Los maestros urbanos acatarán este lunes 11 de mayo un paro nacional de 24 horas, dejando sin clases a colegios fiscales y de convenio en todo el país. La decisión fue asumida por los 31 ejecutivos del magisterio urbano, quienes además confirmaron su participación en el diálogo convocado por el Gobierno para el martes 12 en Cochabamba.
“El lunes los colegios fiscales y de convenio no tienen clases porque los maestros vamos a estar en una asamblea (…) hemos decidido que vamos a asistir al diálogo”, afirmó el dirigente Lorenzo Chávez, marcando una postura de presión pero también de apertura.
Durante la jornada, los maestros participarán en una asamblea masiva con más de 4.000 educadores, además de movilizaciones, vigilias y una toma pacífica de la Dirección Departamental de Educación, como parte de sus medidas.
El sector espera que el diálogo permita avanzar en demandas clave como la creación de ítems, migración de horas, mayor inversión en infraestructura, equipamiento y laboratorios, además de la reposición del poder adquisitivo de los salarios.
También exigen participar en la construcción de una nueva ley educativa, junto a maestros, padres y otros actores, y reiteraron su rechazo a la municipalización de la educación, argumentando que las alcaldías no tienen capacidad para asumir esa responsabilidad.
Asimismo, piden garantías sobre el respeto al escalafón docente, solicitando que el Gobierno formalice por escrito su compromiso de no modificar estas normas que rigen la carrera profesional.
Chávez defendió las movilizaciones señalando que buscan mejorar tanto las condiciones laborales como la calidad educativa. “Si nosotros los maestros no exigiéramos, ya le cuento, estuviera peor la educación. Estuviera peor. Así que estamos nosotros en esa lucha. Y tampoco abandonamos nuestras aulas. Solo mañana vamos a hacer el paro”, sostuvo.
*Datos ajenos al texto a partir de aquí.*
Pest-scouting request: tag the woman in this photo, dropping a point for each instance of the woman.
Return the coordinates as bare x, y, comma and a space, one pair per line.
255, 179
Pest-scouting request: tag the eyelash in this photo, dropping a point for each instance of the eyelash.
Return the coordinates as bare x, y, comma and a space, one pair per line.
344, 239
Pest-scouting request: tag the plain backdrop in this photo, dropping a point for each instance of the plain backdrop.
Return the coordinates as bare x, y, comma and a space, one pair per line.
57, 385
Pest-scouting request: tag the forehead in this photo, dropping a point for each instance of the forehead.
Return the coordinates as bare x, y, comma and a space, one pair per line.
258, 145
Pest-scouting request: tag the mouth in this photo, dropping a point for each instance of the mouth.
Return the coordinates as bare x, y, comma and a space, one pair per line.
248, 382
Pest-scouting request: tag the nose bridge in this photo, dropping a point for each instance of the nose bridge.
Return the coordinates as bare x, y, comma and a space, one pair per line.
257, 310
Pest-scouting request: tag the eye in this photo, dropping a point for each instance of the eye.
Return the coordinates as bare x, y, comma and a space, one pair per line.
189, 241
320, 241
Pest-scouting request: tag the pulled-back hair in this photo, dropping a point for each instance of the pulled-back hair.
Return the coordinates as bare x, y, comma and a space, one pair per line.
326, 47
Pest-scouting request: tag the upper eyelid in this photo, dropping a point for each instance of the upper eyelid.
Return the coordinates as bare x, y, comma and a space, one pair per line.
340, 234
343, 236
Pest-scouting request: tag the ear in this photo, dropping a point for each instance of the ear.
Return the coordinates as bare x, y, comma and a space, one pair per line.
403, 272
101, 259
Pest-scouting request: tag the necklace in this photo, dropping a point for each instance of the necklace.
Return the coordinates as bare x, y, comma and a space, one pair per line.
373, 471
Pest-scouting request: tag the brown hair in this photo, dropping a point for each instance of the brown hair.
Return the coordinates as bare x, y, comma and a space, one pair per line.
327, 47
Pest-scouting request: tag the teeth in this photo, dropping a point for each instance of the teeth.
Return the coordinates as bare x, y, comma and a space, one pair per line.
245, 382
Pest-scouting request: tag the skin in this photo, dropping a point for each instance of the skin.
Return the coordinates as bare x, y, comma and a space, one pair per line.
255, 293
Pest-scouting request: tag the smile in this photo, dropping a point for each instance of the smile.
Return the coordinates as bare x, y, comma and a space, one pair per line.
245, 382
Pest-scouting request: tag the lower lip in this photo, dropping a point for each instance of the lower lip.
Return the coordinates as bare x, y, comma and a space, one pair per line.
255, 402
En el ámbito rural, la situación es distinta. La dirigencia nacional desconoció los paros y bloqueos convocados por algunos sectores, calificándolos de “ilegítimos” y señalando que responden a grupos no reconocidos.
Sin embargo, advirtieron que podrían asumir medidas de presión en caso de no ser atendidas sus demandas, relacionadas con incremento salarial, costo de vida y mejores condiciones para la educación rural.
Finalmente, la Junta de Padres de Familia expresó su preocupación por la suspensión de clases, advirtiendo que estas medidas afectan el derecho a la educación y exhortando a priorizar el diálogo para evitar mayores perjuicios.